The Hudson River Valley is a true American beauty. A retreat for many New Yorkers, home to even more commuters. Quick getaways refresh the mind, but more impressively refresh the soul. The world around us has been shaped by forces great and small. Carved deep by behemoths of ice, cut shallow by iron plows, and congested with parkways and rails. The consciousness of culture is cultivated by a different cast of characters – corporate tycoons, underground musicians, little known authors, ambitious entrepreneurs, loving mothers, humble spiritual leaders, and many more. The impact an individual creates may not be fully realized until well beyond their own life. And therefore one must not measure ‘prosperity’ by one’s own field of view. An individual’s field of view is narrow – acutely narrow!

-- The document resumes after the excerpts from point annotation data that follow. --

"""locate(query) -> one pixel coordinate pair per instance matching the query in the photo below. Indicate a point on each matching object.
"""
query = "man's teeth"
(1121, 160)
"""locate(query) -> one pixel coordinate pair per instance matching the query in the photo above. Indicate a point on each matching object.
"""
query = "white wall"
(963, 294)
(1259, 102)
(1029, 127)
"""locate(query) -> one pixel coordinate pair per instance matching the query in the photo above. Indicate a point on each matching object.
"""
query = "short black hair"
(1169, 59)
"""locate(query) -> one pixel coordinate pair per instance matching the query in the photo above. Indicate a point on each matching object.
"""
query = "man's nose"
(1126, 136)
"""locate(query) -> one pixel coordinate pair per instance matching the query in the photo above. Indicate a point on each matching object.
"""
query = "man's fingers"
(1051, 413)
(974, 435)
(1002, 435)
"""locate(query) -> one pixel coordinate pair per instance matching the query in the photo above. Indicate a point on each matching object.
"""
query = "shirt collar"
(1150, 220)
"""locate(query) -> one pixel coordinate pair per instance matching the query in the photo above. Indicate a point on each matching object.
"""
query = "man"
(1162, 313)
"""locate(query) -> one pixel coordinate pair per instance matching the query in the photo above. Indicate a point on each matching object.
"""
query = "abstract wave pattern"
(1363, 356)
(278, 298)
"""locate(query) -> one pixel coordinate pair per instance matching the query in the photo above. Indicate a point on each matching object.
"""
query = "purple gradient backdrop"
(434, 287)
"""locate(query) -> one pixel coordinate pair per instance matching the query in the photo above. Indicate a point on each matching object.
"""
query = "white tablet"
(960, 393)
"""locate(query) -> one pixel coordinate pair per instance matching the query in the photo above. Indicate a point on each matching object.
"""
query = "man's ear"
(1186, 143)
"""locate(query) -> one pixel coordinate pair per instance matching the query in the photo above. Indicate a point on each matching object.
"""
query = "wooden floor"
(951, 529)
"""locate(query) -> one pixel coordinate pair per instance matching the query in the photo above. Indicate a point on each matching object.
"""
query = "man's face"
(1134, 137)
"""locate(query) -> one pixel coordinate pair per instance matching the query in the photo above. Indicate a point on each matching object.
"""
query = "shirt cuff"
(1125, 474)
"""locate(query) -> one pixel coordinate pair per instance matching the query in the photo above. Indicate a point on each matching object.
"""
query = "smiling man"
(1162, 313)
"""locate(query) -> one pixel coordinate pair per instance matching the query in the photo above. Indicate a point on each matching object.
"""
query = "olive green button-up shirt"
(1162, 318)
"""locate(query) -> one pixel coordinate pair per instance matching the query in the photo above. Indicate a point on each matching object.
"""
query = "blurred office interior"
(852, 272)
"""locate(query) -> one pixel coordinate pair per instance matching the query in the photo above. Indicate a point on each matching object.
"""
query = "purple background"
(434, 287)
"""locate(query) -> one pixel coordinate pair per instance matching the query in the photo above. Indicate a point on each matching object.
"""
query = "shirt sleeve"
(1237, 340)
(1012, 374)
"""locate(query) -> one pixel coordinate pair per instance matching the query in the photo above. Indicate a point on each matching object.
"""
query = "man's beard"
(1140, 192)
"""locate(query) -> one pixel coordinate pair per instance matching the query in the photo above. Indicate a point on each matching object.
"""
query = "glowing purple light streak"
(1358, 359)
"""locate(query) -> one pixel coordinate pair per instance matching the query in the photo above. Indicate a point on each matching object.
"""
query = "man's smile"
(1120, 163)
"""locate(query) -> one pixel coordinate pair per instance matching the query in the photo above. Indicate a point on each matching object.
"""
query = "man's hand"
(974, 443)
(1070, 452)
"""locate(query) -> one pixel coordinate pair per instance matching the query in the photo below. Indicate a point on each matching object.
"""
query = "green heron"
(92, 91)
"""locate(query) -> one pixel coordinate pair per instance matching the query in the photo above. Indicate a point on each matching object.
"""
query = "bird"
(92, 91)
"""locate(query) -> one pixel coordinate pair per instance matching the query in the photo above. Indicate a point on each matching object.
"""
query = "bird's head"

The Hudson River Valley is rich in history and it’s impact on American culture reverberates today – even if unseen. This landscape inspired and solidified the American consciousness of literature and art on an international scale. Washington Irving, Thomas Cole, Frederich Church, Asher Durand, and more created inspiring bodies of work. Irving’s literature, while criticized by some, has a lasting impact on American culture. His nickname for New York City – Gotham – is still prevalent today, even in modern graphic novels and their cinematic adaptations. The American ideal of Christmas owes homage to Irving’s dream sequence of St. Nicholas soaring over treetops in a flying wagon. The Hudson River School of Art was the first coherent American art style whose painters defined a distinctive vision of America with sweeping depictions of landscapes. The movement shaped the country’s understanding of the natural environment, its national destiny, nature's reflection of the divine, and the desire for touring the nation’s natural wonders. While history impacts the future, it is the moments in our collective present we must consider. Those future effects we will not be able to measure today.
Exploring the shoreline, expansive parks, and the quaint villages along the Hudson River is a simple adventure on which every New Yorker should embark. Seeing the landscape, the unique rhythm of various villages, and the sprawling estates of a previous century presents an idyllic spectacle of time long past. A time in history that has shaped the collective consciousness of American culture. A condition not easily shaken. A model to be questioned and challenged. Each day, in every moment, we each are granted the privilege to challenge the condition of collective culture. Just as Irving’s short stories altered perception and tradition, we must also memorialize moments in our present in order to secure our collective future.